If he's hired, he plans to work nonstop at airport

MANCHESTER -- The prospective new director of Manchester-Boston Regional Airport sees more nonstop flights, more destinations, more international flights and a hoped-for rail transportation link at the airport. "The infrastructure is here," said...


MANCHESTER -- The prospective new director of Manchester-Boston Regional Airport sees more nonstop flights, more destinations, more international flights and a hoped-for rail transportation link at the airport.

"The infrastructure is here," said Mark P. Brewer, 54, in an interview at the airport yesterday. He said he will take a lead role in pursuing new development.

"Where I see the biggest challenge here is ... getting the air service that the community and the region needs to get people where they want to go."

Brewer has headed the Rhode Island Airport Corp., a group of six airports including T.F. Green in Providence, for the past 31/2 years.

By 2020, Manchester is projected to have more than seven million passengers, with twice as much growth as Providence in air cargo, Brewer said.

And best of all, the Manchester airport's 9,250-foot runway sets the stage for future development, he said.

"A 9,250-foot runway allows a Boeing 767, fully loaded, to go from the East Coast to the West Coast," Brewer said. In Providence, runway expansion from its current 7,166 feet to more than 8,000 feet -- or even 9,250 feet -- is years away.

Brewer also sees an opportunity to look at some limited, additional international service, he said, to complement MBRA's service to Canada. He's actively talking to an international carrier.

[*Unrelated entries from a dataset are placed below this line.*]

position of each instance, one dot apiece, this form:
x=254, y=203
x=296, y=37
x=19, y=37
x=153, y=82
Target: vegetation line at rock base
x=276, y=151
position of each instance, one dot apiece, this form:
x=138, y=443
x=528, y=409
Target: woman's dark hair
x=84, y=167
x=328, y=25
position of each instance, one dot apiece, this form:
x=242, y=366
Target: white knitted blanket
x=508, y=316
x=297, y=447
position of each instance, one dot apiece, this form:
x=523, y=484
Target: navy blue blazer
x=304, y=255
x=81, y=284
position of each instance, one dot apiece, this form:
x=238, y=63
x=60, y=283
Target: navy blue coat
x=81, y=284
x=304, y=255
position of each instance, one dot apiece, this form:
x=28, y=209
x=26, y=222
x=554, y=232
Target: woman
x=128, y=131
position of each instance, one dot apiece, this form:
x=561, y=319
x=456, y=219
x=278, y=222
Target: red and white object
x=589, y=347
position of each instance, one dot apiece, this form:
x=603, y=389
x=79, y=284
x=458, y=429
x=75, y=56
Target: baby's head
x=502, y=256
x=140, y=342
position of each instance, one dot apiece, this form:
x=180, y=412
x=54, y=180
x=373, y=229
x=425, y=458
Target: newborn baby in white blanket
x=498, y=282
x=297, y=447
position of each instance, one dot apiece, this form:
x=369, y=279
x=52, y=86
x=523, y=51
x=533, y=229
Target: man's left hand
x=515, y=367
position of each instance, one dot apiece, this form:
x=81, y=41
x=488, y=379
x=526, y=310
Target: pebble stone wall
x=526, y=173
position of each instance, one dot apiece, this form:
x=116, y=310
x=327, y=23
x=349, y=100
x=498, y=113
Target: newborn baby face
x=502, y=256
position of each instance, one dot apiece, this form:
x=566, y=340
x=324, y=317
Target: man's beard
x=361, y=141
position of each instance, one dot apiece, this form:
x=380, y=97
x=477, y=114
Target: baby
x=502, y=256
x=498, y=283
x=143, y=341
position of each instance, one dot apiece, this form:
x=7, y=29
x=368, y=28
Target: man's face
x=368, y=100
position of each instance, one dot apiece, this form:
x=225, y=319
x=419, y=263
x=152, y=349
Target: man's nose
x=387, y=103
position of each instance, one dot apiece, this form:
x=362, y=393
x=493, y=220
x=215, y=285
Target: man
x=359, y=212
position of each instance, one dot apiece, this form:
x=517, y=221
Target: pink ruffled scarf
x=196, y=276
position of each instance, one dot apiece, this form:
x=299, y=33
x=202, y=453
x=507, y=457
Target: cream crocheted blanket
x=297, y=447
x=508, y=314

"I just came back from meeting with an air carrier in Europe," he said. "They're looking for an opportunity to launch international service from the U.S. to the UK, and they're looking for airports that have the infrastructure and have a low cost ... and this is ideal for them."

$185,195 salary

Brewer's appointment comes before the board of mayor and aldermen Tuesday. Yesterday he had a full day of meetings scheduled with aldermen, the mayor and city officials.

If he is approved, he'll be hired under the city's standard department head compensation program at a salary of $185,195 (grade 36, step 12). He'll be eligible for a step increase to $190,750 after six months, with the mayor's approval.

Although voters earlier this month passed a charter change allowing the city to individually contract with the airport director, spokesman Sean Thomas said Mayor Frank Guinta plans to move cautiously on the matter.

"Right now, he's being hired just as any other department head would be in this situation," Thomas said.

Rail link

If approved to replace former airport director Kevin Dillon, Brewer will serve as MBRA's representative to the new state rail authority, which will look into a return of rail service from points south, through Nashua to Manchester.

He said a rail connection would be attractive to an international carrier looking to serve the region.

"You think about Europeans, what they are more inclined to do is jump on a train than they are inclined to jump in a car or a rental car," he said.

In Rhode Island, Brewer oversaw the financing for a $222 million intermodal transportation facility in Warwick, with a direct rail link to T.F. Green Airport.

Both Brewer and Deputy Airport Director J. Brian O'Neill yesterday outlined their hopes for expanded transportation to and from Manchester's airport.

O'Neill said two parcels of land off Brown Avenue have been identified as a potential location of a rail passenger terminal if a railroad or light-rail system is extended to Manchester. Brewer said a rail link would serve airport passengers in two ways -- providing the convenience of another way to get to the airport, and an alternative to leave Manchester if air travel were grounded by weather.

Nonstop market

In Rhode Island, Brewer met yearly with airlines, keeping his hand directly in the business with them.

"When you meet with the airlines, their mantra is, 'Don't tell us things we already know ... tell us what we don't know.' " The airlines, he said, know all about the demographics, the gates and the existing customer demand.